Schmor, who originally enrolled in Piccardo’s course Multilingualism and Plurilingualism in the fall (without realizing that it was oriented towards doctorate students), “really enjoyed the subject matter,” and “immediately felt comfortable and valued by Enrica, which led me to enroll in her research colloquium – although I am not required to take this course as an MEd student,” she said.

Before moving fully online, some last-minute work still had to be done in person. The language assessment course, for example, still required the class to work together to assess video recorded language performances. Once again technology was pivotal, here.
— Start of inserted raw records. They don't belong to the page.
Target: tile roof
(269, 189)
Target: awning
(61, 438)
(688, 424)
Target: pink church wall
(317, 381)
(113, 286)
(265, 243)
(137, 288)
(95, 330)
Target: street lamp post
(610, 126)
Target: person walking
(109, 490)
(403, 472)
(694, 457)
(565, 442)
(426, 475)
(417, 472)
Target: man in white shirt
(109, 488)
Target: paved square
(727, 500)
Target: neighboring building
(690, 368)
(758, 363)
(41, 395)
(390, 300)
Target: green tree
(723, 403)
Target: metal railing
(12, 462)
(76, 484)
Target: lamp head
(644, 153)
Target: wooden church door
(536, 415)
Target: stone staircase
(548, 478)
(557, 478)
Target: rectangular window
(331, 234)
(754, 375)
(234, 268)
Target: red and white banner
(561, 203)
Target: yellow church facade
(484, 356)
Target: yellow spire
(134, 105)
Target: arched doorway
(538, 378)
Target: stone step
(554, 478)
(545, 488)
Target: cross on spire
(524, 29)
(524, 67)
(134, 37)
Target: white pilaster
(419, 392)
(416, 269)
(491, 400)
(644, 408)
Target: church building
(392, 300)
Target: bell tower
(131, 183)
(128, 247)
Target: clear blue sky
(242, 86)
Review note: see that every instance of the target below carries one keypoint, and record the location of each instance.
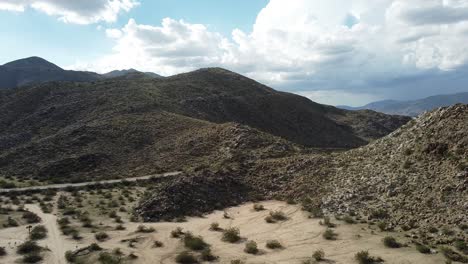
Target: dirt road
(84, 184)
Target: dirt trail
(84, 184)
(300, 235)
(54, 241)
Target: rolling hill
(75, 131)
(414, 107)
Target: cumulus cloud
(74, 11)
(371, 49)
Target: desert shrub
(278, 216)
(12, 222)
(158, 243)
(144, 229)
(329, 234)
(38, 232)
(108, 258)
(33, 257)
(207, 255)
(453, 255)
(273, 244)
(251, 247)
(215, 227)
(231, 235)
(94, 247)
(318, 255)
(327, 222)
(391, 242)
(382, 226)
(258, 207)
(462, 246)
(70, 256)
(186, 258)
(379, 214)
(120, 227)
(101, 236)
(28, 247)
(423, 249)
(193, 242)
(348, 219)
(177, 232)
(31, 218)
(364, 257)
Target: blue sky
(335, 52)
(32, 32)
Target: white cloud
(340, 46)
(74, 11)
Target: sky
(338, 52)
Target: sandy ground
(299, 235)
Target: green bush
(278, 216)
(206, 255)
(38, 232)
(231, 235)
(453, 255)
(108, 258)
(273, 244)
(33, 257)
(319, 255)
(423, 249)
(101, 236)
(31, 218)
(70, 256)
(349, 220)
(215, 227)
(251, 247)
(258, 207)
(144, 229)
(391, 242)
(28, 247)
(329, 234)
(364, 257)
(194, 243)
(327, 222)
(177, 232)
(186, 258)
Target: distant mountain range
(414, 107)
(37, 70)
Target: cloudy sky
(336, 51)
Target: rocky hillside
(413, 107)
(416, 176)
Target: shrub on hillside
(273, 244)
(28, 247)
(319, 255)
(251, 247)
(391, 242)
(231, 235)
(38, 232)
(329, 234)
(364, 257)
(186, 258)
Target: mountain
(38, 70)
(415, 178)
(415, 107)
(121, 73)
(66, 131)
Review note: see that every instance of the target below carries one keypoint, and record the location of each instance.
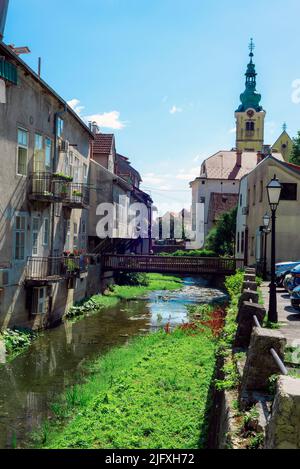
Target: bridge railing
(144, 263)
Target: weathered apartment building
(54, 172)
(44, 196)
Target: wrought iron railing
(48, 187)
(77, 195)
(54, 268)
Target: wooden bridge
(170, 265)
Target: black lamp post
(274, 192)
(266, 222)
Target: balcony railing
(46, 187)
(49, 270)
(76, 195)
(8, 71)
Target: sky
(165, 75)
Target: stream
(57, 359)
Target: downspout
(54, 166)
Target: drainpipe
(54, 166)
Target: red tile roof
(103, 143)
(221, 203)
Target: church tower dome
(250, 116)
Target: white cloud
(271, 127)
(74, 104)
(175, 110)
(188, 175)
(295, 97)
(107, 120)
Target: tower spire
(250, 99)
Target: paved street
(288, 316)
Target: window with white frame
(46, 232)
(35, 235)
(20, 237)
(60, 127)
(83, 234)
(39, 301)
(85, 173)
(22, 152)
(75, 236)
(68, 235)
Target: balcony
(8, 71)
(45, 188)
(76, 195)
(51, 188)
(42, 271)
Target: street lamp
(266, 231)
(274, 189)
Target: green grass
(151, 394)
(16, 342)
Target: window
(22, 152)
(289, 191)
(39, 156)
(261, 192)
(76, 170)
(60, 127)
(35, 235)
(254, 194)
(20, 226)
(48, 154)
(39, 301)
(46, 232)
(75, 236)
(83, 234)
(68, 235)
(250, 126)
(243, 243)
(85, 173)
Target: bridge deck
(168, 264)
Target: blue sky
(165, 74)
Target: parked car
(295, 298)
(283, 269)
(288, 282)
(295, 280)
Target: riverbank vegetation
(16, 342)
(154, 393)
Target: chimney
(239, 158)
(94, 128)
(3, 13)
(260, 157)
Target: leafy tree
(295, 155)
(221, 239)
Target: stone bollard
(248, 295)
(283, 431)
(246, 322)
(249, 278)
(260, 364)
(250, 270)
(249, 286)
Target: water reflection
(56, 360)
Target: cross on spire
(251, 47)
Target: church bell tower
(250, 116)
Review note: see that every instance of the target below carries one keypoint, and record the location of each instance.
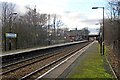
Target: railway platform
(87, 63)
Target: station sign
(11, 35)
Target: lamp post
(102, 29)
(10, 30)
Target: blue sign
(11, 35)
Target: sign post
(10, 35)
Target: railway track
(37, 66)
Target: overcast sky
(75, 13)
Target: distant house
(74, 35)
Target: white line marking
(80, 51)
Integrating technology has always been essential for Piccardo’s outlook on teaching and research. “I mean, since my PhD thesis, almost 20 years ago, which was on creativity and new technologies in language education, I really saw that technology has a place,” she said. “It cannot constitute everything but it can help integrate and provide another perspective.”

Piccardo is content that her students trusted her and were sympathetic to the rapidly changing situation. “I just said, I think we should consider [moving online].  With our ties to our countries we know what the scenario here will be. It’s the end of the course, we know each other well. I don’t see many difficulties in moving the entire course online now.”

Piccardo’s facility with the online move appears also in her decision to move online the two-day Symposium on New Perspectives in Language Education, which she had organized as Head of the Centre for Educational Research in Languages and Literacies (CERLL).  

OISE Emeritus Professor Jim Cummins will be participating in the symposium which takes place on May 8 and 9 (virtually, of course).